In a world that demands we constantly pick a side, post an opinion, or fight a battle online, what happens when we choose not to?
This piece is a personal reflection on war, identity, ego, and the difficult but liberating choice to stand in love instead of reaction. It’s about what I’ve learned, and what I believe can create lasting change.
Here are some of my thoughts on this subject …
Not because I think I’m right, but out of frustration with myself for not having the courage to say where I truly stand when people are so full of emotion and calling others to provoke their reaction.
Choosing Inner Responsibility Over Public Posturing
There are wars happening in Ukraine, in Israel, and there was one in my home country, too.
People ask where I stand. Privately I’ll share my thoughts, but publicly, I stay silent.
Not because I don’t care. I care deeply.
But because I refuse to add more noise, more ego, more division.
Silence, in my case, isn’t complicity but discernment. It’s humility.
I know the difference between using my voice to virtue signal and using it to serve.
So I turn inward.

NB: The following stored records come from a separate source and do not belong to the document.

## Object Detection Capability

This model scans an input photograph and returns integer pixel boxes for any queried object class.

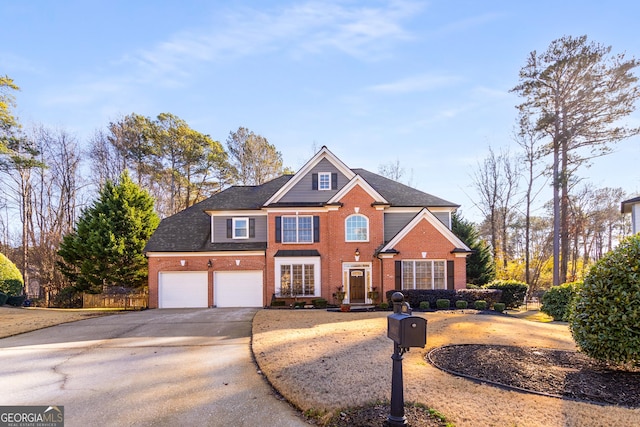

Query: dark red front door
[349,270,365,304]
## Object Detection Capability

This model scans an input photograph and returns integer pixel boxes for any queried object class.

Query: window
[318,172,331,190]
[345,215,369,242]
[402,261,447,289]
[278,264,316,297]
[233,218,249,239]
[282,216,313,243]
[311,172,338,191]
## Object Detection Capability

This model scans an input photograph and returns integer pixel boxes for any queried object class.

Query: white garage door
[213,271,264,307]
[158,271,209,308]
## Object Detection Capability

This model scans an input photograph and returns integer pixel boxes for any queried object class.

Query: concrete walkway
[0,309,308,427]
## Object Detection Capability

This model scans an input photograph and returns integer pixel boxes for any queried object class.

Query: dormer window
[345,214,369,242]
[311,172,338,191]
[318,172,331,190]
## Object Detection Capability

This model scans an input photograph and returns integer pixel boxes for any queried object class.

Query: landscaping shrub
[485,280,529,308]
[311,298,327,308]
[456,289,502,307]
[386,289,456,308]
[436,299,451,309]
[540,282,582,322]
[569,234,640,364]
[0,253,24,296]
[473,300,487,310]
[7,295,26,307]
[456,300,469,310]
[385,289,502,308]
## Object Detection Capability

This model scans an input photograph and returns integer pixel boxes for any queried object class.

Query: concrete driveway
[0,308,308,427]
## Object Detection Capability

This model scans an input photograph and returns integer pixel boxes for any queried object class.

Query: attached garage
[158,271,209,308]
[213,271,264,307]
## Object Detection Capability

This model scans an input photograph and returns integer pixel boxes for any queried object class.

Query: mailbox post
[387,292,427,427]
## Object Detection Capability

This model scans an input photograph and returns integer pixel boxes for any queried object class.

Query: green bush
[311,298,327,308]
[540,282,582,322]
[436,298,451,309]
[0,253,24,296]
[473,300,488,310]
[569,234,640,364]
[485,280,529,308]
[7,295,26,307]
[456,300,469,310]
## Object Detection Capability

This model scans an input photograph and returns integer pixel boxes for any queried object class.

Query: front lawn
[252,310,640,427]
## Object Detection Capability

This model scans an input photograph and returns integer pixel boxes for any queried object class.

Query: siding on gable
[431,212,451,230]
[384,212,417,243]
[213,215,267,243]
[384,212,451,243]
[280,159,347,203]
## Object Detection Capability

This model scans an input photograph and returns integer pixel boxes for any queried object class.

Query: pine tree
[451,214,496,286]
[58,172,160,293]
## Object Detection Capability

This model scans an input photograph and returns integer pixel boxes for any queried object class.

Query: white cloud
[123,1,421,82]
[367,74,462,94]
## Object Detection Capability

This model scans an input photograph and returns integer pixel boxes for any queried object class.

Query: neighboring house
[620,197,640,234]
[145,147,470,308]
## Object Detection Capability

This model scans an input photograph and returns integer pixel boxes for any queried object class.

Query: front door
[349,269,365,304]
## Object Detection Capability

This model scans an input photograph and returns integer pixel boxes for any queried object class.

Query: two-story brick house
[145,147,470,308]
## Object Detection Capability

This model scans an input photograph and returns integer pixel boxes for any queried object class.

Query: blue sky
[0,0,640,220]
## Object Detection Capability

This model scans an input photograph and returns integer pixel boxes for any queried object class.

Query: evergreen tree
[451,214,496,286]
[58,172,160,293]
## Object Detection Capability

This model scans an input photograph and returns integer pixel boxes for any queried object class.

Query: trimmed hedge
[569,234,640,364]
[7,295,27,307]
[436,299,451,310]
[540,282,582,322]
[385,289,502,310]
[484,280,529,308]
[456,300,469,310]
[311,298,327,308]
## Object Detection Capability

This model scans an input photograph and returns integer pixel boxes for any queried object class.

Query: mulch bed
[428,344,640,408]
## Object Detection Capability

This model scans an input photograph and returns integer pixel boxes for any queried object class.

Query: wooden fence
[82,294,149,310]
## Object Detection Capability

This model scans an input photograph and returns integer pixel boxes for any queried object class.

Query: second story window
[233,218,249,239]
[318,173,331,190]
[345,215,369,242]
[282,216,313,243]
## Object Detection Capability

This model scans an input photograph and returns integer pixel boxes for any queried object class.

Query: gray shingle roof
[144,169,459,252]
[351,169,460,208]
[144,175,292,252]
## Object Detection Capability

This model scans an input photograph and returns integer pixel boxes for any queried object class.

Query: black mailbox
[387,313,427,348]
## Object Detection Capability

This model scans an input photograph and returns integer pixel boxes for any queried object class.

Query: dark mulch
[316,344,640,427]
[429,344,640,408]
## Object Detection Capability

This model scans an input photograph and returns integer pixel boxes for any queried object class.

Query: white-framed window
[232,218,249,239]
[282,216,313,243]
[402,260,447,289]
[318,172,331,190]
[344,214,369,242]
[275,257,320,297]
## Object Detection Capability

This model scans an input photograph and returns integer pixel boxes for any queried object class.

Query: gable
[265,146,355,206]
[380,209,471,253]
[279,158,349,203]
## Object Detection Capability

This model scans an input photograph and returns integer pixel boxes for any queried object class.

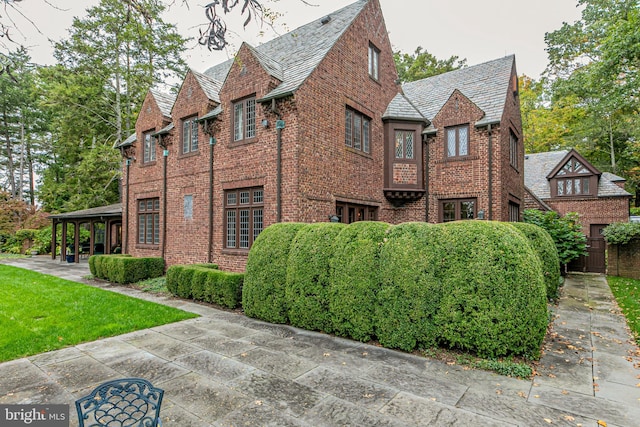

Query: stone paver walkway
[0,257,640,427]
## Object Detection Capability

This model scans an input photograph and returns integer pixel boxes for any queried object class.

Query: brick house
[524,149,631,273]
[119,0,524,270]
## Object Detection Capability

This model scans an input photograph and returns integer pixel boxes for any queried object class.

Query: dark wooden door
[586,224,607,273]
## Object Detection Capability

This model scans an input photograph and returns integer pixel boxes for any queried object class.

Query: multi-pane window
[233,98,256,141]
[554,158,593,196]
[142,132,156,163]
[138,198,160,245]
[182,117,198,154]
[336,202,378,224]
[509,130,518,169]
[445,125,469,157]
[396,130,415,160]
[369,44,380,80]
[224,187,264,249]
[509,202,520,222]
[556,178,591,196]
[344,108,371,153]
[440,199,476,222]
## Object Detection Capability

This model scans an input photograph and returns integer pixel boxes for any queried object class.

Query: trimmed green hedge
[285,223,346,331]
[328,221,391,341]
[375,223,447,351]
[242,221,557,358]
[432,221,548,358]
[167,264,244,308]
[242,222,306,323]
[89,255,164,284]
[511,222,560,300]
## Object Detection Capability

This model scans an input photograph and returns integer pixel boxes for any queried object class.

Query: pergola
[49,203,122,262]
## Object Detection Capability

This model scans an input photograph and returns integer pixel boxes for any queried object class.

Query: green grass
[0,265,197,362]
[607,276,640,344]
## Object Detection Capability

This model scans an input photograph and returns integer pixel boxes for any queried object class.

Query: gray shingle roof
[191,70,222,104]
[402,55,515,126]
[524,150,631,200]
[151,89,176,118]
[382,93,428,122]
[113,132,137,148]
[205,0,368,100]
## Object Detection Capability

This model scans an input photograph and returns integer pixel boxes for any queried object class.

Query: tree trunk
[2,111,16,198]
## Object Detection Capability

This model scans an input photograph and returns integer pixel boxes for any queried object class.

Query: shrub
[602,222,640,245]
[524,209,587,265]
[511,222,560,300]
[167,264,244,308]
[328,221,390,341]
[89,255,164,284]
[285,223,346,332]
[375,223,447,351]
[242,222,305,323]
[432,221,548,358]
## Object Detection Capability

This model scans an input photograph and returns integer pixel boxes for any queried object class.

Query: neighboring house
[119,0,524,270]
[524,149,631,273]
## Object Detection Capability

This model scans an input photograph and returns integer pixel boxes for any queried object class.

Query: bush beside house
[511,222,560,300]
[167,264,244,308]
[243,221,548,357]
[89,255,164,284]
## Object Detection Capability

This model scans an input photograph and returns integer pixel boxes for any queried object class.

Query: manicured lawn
[607,276,640,344]
[0,265,197,362]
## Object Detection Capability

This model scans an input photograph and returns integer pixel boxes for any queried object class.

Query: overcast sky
[8,0,580,78]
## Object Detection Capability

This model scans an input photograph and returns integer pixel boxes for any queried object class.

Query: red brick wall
[545,197,629,237]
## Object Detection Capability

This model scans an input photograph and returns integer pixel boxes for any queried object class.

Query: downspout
[158,139,169,259]
[205,122,216,264]
[271,99,284,222]
[487,123,493,221]
[424,137,429,222]
[122,158,131,254]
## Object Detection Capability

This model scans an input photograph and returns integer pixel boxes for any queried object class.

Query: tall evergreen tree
[39,0,186,211]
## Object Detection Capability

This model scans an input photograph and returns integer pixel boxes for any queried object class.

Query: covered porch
[49,203,122,263]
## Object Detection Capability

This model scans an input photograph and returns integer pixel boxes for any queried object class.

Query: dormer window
[550,157,598,197]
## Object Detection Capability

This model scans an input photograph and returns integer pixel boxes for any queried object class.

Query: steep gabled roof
[191,70,222,104]
[205,0,368,101]
[402,55,515,126]
[382,93,429,123]
[524,150,631,200]
[150,89,176,118]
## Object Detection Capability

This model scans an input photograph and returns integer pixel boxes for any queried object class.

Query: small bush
[328,221,390,341]
[242,222,305,323]
[375,223,447,351]
[89,255,164,284]
[285,223,346,332]
[167,264,244,308]
[511,222,560,300]
[432,221,548,358]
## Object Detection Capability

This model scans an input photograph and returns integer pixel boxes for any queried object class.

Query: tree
[39,0,186,211]
[545,0,640,203]
[393,46,467,82]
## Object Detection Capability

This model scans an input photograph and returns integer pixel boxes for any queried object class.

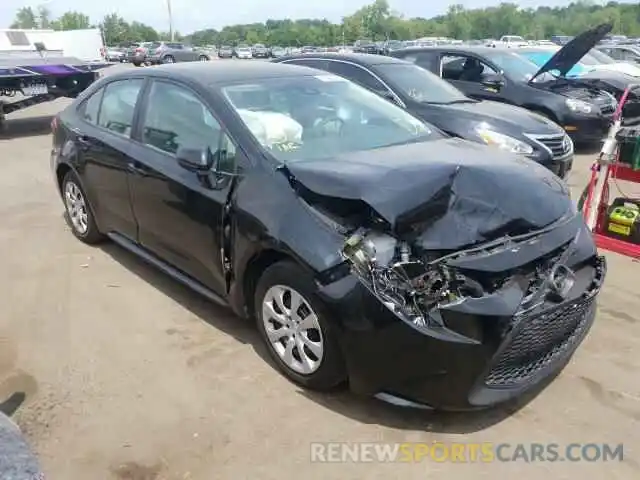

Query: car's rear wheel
[62,171,104,244]
[254,261,346,390]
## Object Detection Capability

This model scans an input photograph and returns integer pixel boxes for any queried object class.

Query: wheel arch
[56,163,74,193]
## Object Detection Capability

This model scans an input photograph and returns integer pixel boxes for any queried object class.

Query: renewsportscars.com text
[311,442,624,463]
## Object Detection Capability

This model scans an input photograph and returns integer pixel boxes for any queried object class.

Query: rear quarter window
[98,79,144,137]
[78,87,104,124]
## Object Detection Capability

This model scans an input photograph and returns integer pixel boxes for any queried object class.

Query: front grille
[527,133,573,160]
[598,102,616,116]
[485,296,595,387]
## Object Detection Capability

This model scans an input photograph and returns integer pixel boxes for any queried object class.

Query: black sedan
[273,53,573,178]
[51,62,605,409]
[391,32,617,143]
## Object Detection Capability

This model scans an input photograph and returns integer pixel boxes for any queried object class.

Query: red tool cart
[579,85,640,258]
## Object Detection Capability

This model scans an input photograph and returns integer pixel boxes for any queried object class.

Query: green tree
[38,5,51,29]
[51,12,91,30]
[11,7,39,28]
[8,0,640,46]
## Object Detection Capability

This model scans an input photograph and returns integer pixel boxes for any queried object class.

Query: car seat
[460,58,484,82]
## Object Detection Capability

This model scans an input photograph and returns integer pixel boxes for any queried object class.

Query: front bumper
[321,239,606,410]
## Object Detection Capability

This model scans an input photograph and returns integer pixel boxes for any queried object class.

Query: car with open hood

I focus on what I can influence.
Myself. My work. My home. My capacity to hold space for real change.
The Impact of War and Identity
I was raised in Montenegro, where memories of World War II were childhood stories of our grandparents.
That shaped us. Taught us to sing songs of peace and watch war movies. If you ever wonder how I got into facilitating ancestral healing, here is your answer.
Then came the Balkan War while I was a teen – another imprint, anther rupture.
It didn’t just happen in the past. It shaped our daily lives, our identities, and our futures.
I came to the U.S. not to become rich, but for the opportunity and freedom to think differently.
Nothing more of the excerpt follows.